Edmund Norman

British, b.1820, d.1875

Lake Alexandrina

Many of New Zealand’s early artists, including Edmund Norman, were surveyors. It was an occupation that required the ability to draw accurately, something Norman excelled at. He was one of the best draughtspersons to work in Aotearoa New Zealand during the 1850s and 60s, and his drawings are breathtaking in their detail. Unfortunately Norman had a drinking problem and in the early 1850s was arrested for drunkenness in Ōhinehou / Lyttelton. By the 1860s he was living a reclusive life working as a station hand in the Te Manahura / Mackenzie Country inland from Timaru. One winter’s morning he was found dead on the side of the road near the Burkes Pass Hotel. It was thought that, in a drunken state after a session at the hotel, he had collapsed on his walk home and succumbed to exposure in the cold night air. Legend has it that he had a bottle of whiskey in one pocket and sketchbook and pencil in the other. His drawings of both Ōhinehou / Lyttelton and Te Manahura / Mackenzie Country remain some of the most accomplished images of the province from this time.
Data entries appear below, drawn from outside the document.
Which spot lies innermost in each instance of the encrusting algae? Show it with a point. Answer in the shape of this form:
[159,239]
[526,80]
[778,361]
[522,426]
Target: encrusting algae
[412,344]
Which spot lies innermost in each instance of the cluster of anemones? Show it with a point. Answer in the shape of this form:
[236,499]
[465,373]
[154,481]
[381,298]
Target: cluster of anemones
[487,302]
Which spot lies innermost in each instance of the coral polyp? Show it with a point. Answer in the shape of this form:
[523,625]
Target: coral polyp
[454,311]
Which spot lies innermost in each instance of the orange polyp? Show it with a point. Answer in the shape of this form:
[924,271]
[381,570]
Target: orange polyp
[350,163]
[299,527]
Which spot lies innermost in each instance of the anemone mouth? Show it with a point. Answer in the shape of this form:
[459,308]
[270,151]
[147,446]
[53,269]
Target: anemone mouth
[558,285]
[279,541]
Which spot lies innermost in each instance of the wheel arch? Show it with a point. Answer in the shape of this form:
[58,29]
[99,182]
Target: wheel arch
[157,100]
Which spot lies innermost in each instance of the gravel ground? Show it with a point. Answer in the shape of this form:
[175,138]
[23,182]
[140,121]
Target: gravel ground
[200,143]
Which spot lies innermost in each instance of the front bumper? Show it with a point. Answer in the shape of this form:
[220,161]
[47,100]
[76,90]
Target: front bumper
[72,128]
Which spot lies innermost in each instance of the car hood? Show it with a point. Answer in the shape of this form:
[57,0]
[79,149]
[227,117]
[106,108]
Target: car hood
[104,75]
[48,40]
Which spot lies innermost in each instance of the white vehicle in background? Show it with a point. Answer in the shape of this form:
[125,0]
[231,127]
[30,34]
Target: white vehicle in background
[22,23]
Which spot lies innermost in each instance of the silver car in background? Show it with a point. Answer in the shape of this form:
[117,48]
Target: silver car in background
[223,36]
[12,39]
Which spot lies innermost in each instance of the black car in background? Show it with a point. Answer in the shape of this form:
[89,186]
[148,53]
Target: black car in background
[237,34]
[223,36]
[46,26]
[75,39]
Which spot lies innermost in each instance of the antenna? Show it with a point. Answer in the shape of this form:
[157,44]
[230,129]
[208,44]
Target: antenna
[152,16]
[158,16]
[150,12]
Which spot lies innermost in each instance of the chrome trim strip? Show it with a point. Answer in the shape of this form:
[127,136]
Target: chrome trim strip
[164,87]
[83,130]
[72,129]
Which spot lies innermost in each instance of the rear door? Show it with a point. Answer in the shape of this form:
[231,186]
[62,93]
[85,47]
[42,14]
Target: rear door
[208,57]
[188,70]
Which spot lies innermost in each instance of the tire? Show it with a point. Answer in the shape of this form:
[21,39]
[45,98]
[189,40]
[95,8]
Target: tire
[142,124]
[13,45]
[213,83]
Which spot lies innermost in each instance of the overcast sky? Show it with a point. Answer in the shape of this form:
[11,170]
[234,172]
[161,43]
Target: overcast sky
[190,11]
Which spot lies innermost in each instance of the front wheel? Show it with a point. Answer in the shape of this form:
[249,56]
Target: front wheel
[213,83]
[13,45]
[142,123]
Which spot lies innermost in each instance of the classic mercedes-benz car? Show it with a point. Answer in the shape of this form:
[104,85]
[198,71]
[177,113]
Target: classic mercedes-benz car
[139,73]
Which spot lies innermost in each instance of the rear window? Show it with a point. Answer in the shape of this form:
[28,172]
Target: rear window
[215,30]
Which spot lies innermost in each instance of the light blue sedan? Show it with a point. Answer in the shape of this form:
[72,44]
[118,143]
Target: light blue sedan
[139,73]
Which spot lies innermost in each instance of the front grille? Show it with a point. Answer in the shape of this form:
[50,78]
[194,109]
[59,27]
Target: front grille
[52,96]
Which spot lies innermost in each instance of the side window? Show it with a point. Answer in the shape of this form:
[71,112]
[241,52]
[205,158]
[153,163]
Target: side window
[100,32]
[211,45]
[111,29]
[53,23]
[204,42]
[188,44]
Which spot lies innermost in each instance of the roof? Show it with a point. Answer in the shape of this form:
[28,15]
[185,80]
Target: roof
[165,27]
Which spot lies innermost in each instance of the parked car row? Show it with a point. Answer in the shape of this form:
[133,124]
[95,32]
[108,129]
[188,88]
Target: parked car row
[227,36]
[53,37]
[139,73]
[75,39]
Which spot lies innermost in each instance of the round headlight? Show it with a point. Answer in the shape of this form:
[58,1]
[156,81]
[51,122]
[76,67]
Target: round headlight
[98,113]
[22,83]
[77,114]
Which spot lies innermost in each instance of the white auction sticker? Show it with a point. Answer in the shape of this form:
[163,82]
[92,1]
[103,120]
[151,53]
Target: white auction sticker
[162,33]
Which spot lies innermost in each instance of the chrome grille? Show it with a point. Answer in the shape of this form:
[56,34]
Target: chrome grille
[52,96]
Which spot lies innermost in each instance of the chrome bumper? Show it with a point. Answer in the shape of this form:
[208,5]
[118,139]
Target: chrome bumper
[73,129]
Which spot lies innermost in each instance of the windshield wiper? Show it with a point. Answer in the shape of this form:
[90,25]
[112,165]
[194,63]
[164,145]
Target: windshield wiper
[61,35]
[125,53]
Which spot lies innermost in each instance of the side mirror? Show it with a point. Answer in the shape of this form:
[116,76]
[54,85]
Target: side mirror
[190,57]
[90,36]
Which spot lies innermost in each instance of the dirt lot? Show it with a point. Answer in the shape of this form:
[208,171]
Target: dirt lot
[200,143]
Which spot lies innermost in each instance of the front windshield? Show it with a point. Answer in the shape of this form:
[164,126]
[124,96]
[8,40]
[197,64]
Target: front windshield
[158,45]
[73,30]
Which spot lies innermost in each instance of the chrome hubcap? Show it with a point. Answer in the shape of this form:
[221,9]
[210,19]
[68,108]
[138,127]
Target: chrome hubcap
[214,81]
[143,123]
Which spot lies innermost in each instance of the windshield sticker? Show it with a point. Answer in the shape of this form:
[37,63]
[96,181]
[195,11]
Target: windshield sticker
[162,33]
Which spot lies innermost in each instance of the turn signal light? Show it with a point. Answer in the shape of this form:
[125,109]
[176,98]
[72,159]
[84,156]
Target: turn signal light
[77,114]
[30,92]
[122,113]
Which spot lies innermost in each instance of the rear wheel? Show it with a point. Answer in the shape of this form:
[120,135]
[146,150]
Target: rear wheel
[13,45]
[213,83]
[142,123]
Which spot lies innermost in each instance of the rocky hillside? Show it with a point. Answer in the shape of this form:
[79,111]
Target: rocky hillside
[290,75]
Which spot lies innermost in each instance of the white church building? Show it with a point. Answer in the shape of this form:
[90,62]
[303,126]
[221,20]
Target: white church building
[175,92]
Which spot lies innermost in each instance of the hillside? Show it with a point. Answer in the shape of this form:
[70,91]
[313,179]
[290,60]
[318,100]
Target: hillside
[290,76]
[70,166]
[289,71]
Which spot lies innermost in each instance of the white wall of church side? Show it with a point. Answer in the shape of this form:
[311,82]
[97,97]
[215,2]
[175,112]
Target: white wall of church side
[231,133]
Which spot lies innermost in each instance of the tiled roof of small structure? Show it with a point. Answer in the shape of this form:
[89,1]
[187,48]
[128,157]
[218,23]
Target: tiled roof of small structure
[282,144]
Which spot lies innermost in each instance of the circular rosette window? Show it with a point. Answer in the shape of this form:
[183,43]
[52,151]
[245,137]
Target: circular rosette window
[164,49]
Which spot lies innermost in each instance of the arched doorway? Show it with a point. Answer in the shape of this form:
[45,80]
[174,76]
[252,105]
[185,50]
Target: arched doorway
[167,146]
(Pickaxes and shovels, 17 February – 5 August 2018)

Exhibition History

earlier labels about this work
  • Lake Alexandrina is a small lake near Lake Tekapo in the Mackenzie Country, South Canterbury. This drawing is undated but would have been completed when Edmund Norman was working as a boundary-keeper at Haldon, a sheep station in the area, during the 1860s and early 1870s. Notable in this work is Norman’s fine, delicate use of pencil. His drawing shows the detail and accuracy he would have perfected while training as a surveyor and which he maintained throughout his career. Born in Devonport, England, Norman came to New Zealand as a surveying cadet with the New Zealand Company, arriving in Wellington in 1842. Along with all the other surveyors in Wellington, Norman’s employment was terminated in 1845. He spent time in Kaikoura, then settled in Lyttelton in 1854. Norman continued to sketch and paint in his spare time and travelled widely with his sketchbooks. On 3 June 1875 he was found dead on the side of the road just south of Burkes Pass.